The PETs draft guidance has been published ahead of the 2022 roundtable of G7 data protection and privacy authorities taking place in Bonn, Germany on 7-8 September, where the ICO will present its work on PETs to its G7 counterparts and encourage international agreement for the support of responsible and innovative use of PETs.

As part of this, the ICO will call for the development of industry-led governance, such as codes of conduct and certification schemes, to help organisations use PETs responsibly and to help PETs developers and providers to build the technology with data protection and privacy at the forefront. 

Mr Edwards said:

“It’s not just regulators that need to take action – we need the industry to step up, too. We want organisations to come to us with codes of conduct and certification schemes, for example, to show their commitment to building services or products that are designed in a privacy-friendly way and that protect people’s data.”

At 40 pages the guidance is very comprehensive.

Some key issues that should be considered are:

  • the definition of a PET is:

‘software and hardware solutions, ie systems encompassing technical processes, methods or knowledge to achieve specific privacy or data protection functionality or to protect against risks of privacy of an individual or a group of natural persons.’

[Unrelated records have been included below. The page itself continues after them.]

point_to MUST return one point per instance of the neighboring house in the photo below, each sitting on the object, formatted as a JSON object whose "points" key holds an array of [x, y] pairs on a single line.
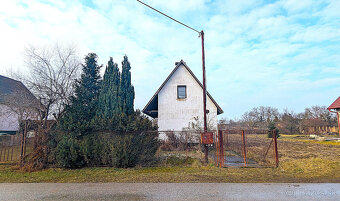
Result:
{"points": [[178, 103], [335, 107], [17, 103]]}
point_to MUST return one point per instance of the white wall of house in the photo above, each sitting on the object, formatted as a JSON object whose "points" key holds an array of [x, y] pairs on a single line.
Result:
{"points": [[8, 119], [176, 114]]}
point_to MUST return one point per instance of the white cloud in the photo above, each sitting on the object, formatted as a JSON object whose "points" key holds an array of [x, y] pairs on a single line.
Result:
{"points": [[257, 53]]}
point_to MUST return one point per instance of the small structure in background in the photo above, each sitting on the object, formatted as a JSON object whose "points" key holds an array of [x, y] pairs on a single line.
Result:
{"points": [[335, 107], [17, 103], [177, 104]]}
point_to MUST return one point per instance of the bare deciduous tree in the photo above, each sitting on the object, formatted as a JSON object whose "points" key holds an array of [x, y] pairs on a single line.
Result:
{"points": [[52, 73]]}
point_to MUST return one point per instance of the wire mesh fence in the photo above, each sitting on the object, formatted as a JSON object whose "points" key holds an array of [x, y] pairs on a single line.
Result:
{"points": [[247, 148], [13, 148]]}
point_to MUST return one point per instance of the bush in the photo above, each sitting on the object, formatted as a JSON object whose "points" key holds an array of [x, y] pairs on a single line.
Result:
{"points": [[68, 153], [93, 149]]}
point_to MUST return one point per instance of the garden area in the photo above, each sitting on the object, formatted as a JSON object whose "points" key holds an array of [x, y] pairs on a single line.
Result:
{"points": [[301, 160]]}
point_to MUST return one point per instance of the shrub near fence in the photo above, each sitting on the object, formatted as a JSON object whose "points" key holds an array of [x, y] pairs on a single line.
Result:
{"points": [[11, 148], [107, 149]]}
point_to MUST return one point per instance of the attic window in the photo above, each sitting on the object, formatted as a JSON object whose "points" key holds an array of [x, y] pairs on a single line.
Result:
{"points": [[181, 91]]}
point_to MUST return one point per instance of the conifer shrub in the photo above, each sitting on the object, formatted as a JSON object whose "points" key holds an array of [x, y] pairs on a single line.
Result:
{"points": [[68, 153]]}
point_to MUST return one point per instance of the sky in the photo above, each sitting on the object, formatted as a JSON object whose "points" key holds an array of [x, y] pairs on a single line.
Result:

  • PET assists in establishing data protection by design and by default by:
    • complying with the data minimisation principle, by only processing the data needed for the specified purposes;
    • providing an appropriate level of security;
    • implementing robust anonymisation or pseudonymisation solutions; and
    • minimising the risk that arises from personal data breaches, by rendering the personal data unintelligible to anyone not authorised to access it.
  • PETs, can be used work with datasets without compromising the privacy of the individuals whose data is in the dataset.
  • categories of PETS include those that:
    • reduce the identifiability of the individuals whose  data is being used/processed.  This complies with data minimisation principles.
    • focus on hiding and shielding data. These can help you achieve the requirements of the security principle; and
    • split or control access to personal data. These can help you to fulfil both the data minimisation and security principles, depending on the nature of the processing.
  • PETs that derive or generate data which reduces or removes the identifiability of individuals which weakens or break the connection between an individual in the original personal data and the derived data
  • PETs that focus on hiding, or shielding, data protect individuals’ privacy while not affecting the utility andaccuracy of the data.  They include:
    • homomorphic encryption, which allows computation to be performed on encrypted data without revealing the plaintext; and
    • zero-knowledge proofs, which allow one party to prove to another party that something is true, without revealing what that something is or indeed anything else (such as the underlying data).
  • PETs that split datasets or control access to certain parts of the data minimise the amount of personal data shared and to ensure confidentiality and integrity, while not affecting the utility and accuracy of the data.  That includes
    • trusted execution environments
    • secure multi-party computation (SMPC), including private-set intersection
    • federated learning
  • PETs can play a role in anonymisation
  • The types of PETs are:
    • homomorphic encryption, which  provides strong security and confidentiality by enabling computations on encrypted data without first decrypting it.
    • secure multiparty computation which provides data minimisation and security by allowing different parties to jointly perform processing on their combined data, without any party needing to share its all of its data with each of the other parties.
    • federated learning trains machine learning models in distributed settings while minimising the amount of personal data shared with each party.
    • trusted execution environments provide enhanced security by enabling processing by a secure part of a computer processor, which is isolated from the main operating system and other applications.
    • zero-knowledge proofs provide data minimisation by enabling an individual to prove private information about themselves without revealing what it actually is.
    • differential privacy generates anonymous statistics by adding noise to individual records.
    • synthetic data provides realistic datasets in environments where access to large real datasets is not possible.